These days, I find myself wavering between obsessively watching/listening to the news (I HAVE to know! What’s going on?) and wallowing in despair, avoiding news. Either way, I truly fear the direction we are headed in, in large part due to the lack of critical thinking and understanding of current events I see everywhere.
Back in 1995, James Loewen’s Lies My Teacher Told Me was published. It started as a survey of the dozen leading history textbooks, and over the years has been revised and updated, selling nearly two million copies, winning an American Book Award and the Oliver Cromwell Cox Award for Distinguished Anti-Racist Scholarship, and been on the front page of the New York Times.
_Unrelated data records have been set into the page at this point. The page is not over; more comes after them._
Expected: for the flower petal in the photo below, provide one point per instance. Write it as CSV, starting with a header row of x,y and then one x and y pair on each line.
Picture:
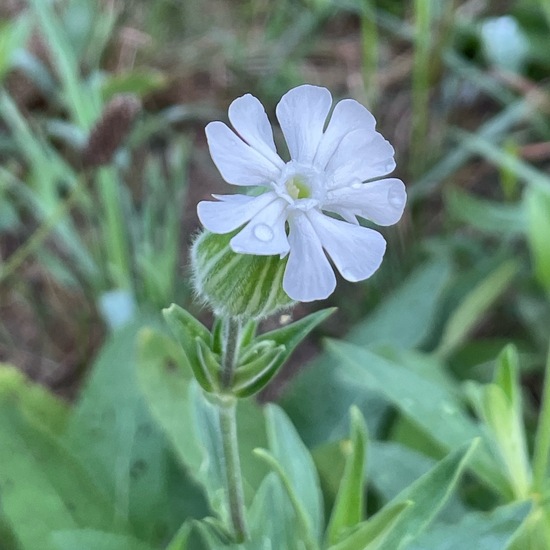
x,y
302,113
232,212
308,274
248,117
381,201
361,155
265,233
237,162
348,115
356,251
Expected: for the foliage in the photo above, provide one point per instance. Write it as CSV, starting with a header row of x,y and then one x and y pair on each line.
x,y
421,423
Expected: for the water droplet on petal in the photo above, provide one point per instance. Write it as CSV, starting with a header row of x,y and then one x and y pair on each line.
x,y
395,197
263,232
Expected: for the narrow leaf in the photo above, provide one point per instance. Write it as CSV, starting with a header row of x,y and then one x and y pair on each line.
x,y
348,507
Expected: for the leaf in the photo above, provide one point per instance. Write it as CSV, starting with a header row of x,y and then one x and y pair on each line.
x,y
296,462
291,335
429,493
187,419
186,330
318,399
371,534
489,530
13,34
348,508
40,407
89,539
475,305
44,487
429,405
114,434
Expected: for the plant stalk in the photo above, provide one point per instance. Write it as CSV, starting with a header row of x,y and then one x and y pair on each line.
x,y
227,408
541,453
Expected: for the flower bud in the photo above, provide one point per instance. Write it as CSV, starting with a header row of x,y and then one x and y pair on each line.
x,y
237,285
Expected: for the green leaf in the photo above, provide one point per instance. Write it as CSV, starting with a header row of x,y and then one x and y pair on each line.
x,y
181,411
429,494
296,462
348,508
44,487
537,203
490,217
475,305
272,517
431,406
40,407
318,399
371,534
499,405
186,329
291,335
114,434
255,375
13,34
488,530
180,541
89,539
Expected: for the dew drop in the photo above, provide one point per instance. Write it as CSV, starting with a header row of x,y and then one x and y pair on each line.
x,y
394,197
263,232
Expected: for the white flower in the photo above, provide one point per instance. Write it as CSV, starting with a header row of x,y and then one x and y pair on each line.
x,y
333,168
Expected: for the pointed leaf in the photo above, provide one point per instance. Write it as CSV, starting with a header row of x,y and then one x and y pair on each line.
x,y
295,460
253,377
207,368
291,335
431,406
186,329
371,534
429,493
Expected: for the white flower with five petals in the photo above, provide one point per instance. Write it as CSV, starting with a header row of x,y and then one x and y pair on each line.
x,y
335,167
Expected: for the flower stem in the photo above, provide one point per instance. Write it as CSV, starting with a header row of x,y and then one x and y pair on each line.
x,y
233,476
227,407
541,453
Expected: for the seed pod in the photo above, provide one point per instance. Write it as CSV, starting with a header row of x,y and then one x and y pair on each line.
x,y
237,285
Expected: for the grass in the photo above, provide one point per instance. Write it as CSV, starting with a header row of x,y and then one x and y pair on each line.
x,y
72,232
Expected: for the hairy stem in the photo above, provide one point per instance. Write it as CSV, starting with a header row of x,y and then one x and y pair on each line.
x,y
227,407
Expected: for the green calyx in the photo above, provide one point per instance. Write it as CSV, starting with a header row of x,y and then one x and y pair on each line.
x,y
259,357
235,285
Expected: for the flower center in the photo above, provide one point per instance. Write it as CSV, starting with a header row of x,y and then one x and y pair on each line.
x,y
297,188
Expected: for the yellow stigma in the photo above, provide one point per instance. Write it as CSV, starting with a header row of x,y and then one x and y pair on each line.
x,y
297,188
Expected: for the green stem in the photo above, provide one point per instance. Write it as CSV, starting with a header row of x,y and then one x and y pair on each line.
x,y
541,453
233,476
227,406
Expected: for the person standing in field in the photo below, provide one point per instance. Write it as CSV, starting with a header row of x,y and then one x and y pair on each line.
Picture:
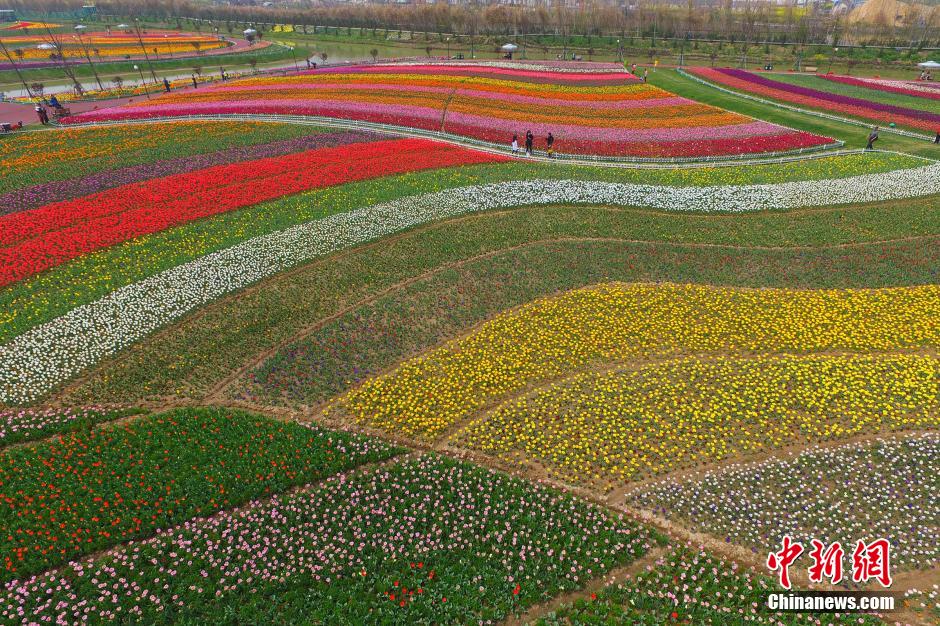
x,y
872,138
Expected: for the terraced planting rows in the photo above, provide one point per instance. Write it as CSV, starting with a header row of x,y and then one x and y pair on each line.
x,y
423,539
263,373
555,337
604,111
703,589
846,493
829,96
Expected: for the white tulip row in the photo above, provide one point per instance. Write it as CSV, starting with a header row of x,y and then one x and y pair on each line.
x,y
33,363
602,68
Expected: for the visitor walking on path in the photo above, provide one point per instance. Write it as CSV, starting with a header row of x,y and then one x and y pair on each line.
x,y
872,138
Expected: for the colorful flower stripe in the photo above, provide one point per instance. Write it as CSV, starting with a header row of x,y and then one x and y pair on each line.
x,y
578,78
604,114
23,25
41,298
750,83
33,363
590,67
890,86
823,95
634,143
42,238
92,489
427,541
38,195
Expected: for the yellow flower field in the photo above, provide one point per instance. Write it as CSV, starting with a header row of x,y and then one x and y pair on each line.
x,y
558,336
631,424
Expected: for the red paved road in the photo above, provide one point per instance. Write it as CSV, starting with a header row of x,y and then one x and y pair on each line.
x,y
26,113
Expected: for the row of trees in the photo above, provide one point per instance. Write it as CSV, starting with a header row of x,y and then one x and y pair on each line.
x,y
701,19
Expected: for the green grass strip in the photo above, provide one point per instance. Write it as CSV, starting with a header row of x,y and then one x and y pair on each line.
x,y
854,91
50,294
855,137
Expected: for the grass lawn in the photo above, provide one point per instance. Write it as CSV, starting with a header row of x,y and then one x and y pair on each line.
x,y
853,136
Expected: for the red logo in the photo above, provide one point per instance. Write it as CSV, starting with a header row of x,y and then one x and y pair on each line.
x,y
872,561
826,563
869,561
781,561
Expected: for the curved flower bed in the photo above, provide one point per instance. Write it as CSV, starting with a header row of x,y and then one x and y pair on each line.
x,y
699,410
813,98
907,88
876,489
605,113
55,191
33,363
427,541
554,337
35,240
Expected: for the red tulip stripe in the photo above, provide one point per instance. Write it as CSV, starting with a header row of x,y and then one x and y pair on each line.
x,y
50,235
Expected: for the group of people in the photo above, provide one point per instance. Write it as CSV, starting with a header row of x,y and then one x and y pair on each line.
x,y
646,72
530,142
41,111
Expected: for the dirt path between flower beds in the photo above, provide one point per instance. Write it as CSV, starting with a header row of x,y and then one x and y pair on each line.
x,y
614,576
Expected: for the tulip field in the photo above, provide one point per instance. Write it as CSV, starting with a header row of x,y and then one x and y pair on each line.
x,y
269,370
102,46
906,107
605,112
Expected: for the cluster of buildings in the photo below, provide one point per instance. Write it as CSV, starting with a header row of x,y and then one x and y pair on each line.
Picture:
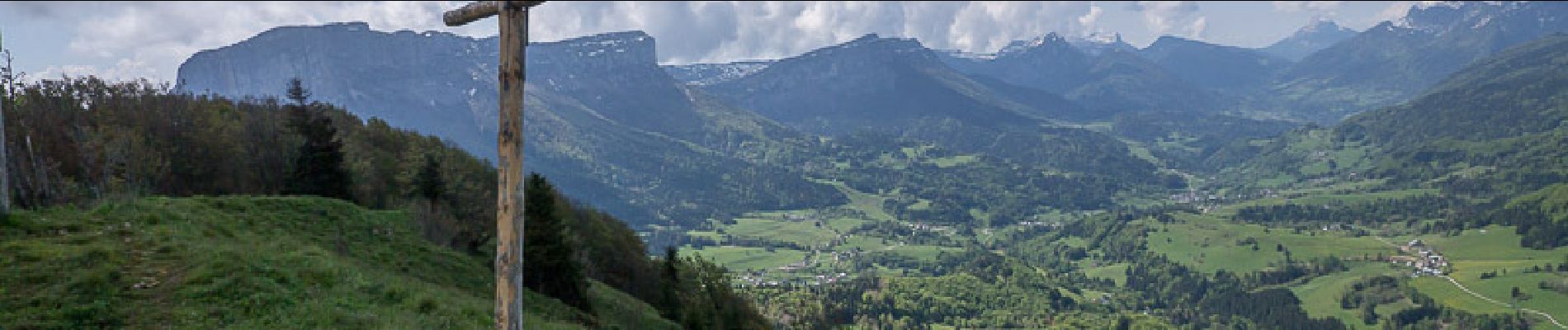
x,y
759,280
1423,258
1200,196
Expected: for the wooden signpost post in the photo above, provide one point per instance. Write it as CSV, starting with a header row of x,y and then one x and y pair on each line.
x,y
508,200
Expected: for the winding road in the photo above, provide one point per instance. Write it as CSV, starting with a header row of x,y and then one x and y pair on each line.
x,y
1484,298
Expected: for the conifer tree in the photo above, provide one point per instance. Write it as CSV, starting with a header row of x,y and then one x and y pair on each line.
x,y
550,260
319,167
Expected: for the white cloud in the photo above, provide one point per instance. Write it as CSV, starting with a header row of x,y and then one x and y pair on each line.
x,y
1172,17
162,35
1311,7
690,31
157,36
1395,12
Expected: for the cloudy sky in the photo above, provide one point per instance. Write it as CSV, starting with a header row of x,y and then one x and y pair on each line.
x,y
149,40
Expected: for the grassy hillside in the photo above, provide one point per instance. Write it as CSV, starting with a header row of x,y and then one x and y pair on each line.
x,y
256,263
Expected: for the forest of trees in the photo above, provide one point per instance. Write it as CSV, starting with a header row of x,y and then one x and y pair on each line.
x,y
78,141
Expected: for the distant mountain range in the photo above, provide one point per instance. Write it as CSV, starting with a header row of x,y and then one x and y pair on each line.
x,y
1310,40
604,120
679,144
1395,61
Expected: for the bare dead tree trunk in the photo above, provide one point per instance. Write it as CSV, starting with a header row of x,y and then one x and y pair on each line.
x,y
5,105
508,195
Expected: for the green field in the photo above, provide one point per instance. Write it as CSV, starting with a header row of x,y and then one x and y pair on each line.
x,y
923,252
1495,251
1320,295
750,258
871,204
1319,197
1115,272
1211,244
256,263
808,233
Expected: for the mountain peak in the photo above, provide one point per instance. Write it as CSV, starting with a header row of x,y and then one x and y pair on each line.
x,y
1051,41
616,47
1320,26
1317,35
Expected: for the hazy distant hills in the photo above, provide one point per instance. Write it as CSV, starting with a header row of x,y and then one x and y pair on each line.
x,y
1493,127
682,143
604,120
1393,61
1310,40
869,83
1106,83
1214,66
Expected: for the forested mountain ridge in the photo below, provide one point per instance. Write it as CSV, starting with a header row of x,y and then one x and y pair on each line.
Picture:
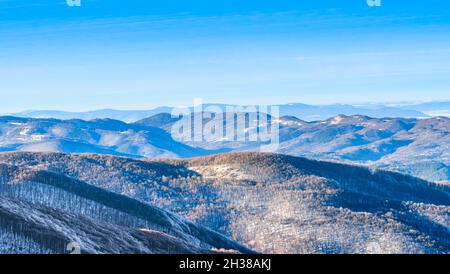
x,y
43,212
275,203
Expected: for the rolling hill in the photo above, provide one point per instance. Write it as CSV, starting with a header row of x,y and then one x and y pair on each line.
x,y
274,203
46,212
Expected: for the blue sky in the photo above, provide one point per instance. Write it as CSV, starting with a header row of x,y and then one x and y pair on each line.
x,y
138,54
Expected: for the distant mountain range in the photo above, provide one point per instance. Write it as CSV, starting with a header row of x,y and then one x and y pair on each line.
x,y
418,147
270,203
42,211
301,111
103,136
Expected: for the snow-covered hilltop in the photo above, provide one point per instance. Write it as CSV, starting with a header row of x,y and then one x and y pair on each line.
x,y
271,203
Now Rebecca Stefoff, a writer of nonfiction for children who previously who Howard Zinn’s bestseller A People’s History of the United States for young readers, has written an adapted version of Lies My Teacher Told Me, aimed at younger students.
It starts before the events around Columbus “discovering” America (!) and includes people and events such as the first Thanksgiving, Helen Keller, the My Lai massacre, 9/11, and the Iraq War.
Along the way, Stefoff isn’t shy about poking holes in the common textbook versions of history. IMHO this is the book that SHOULD be used to teach U.S. history to students. I loved it. Five stars. And IMHO, although it is ostensibly for students ages 12 to 18, it is probably written at a good level for a huge number of adults as well.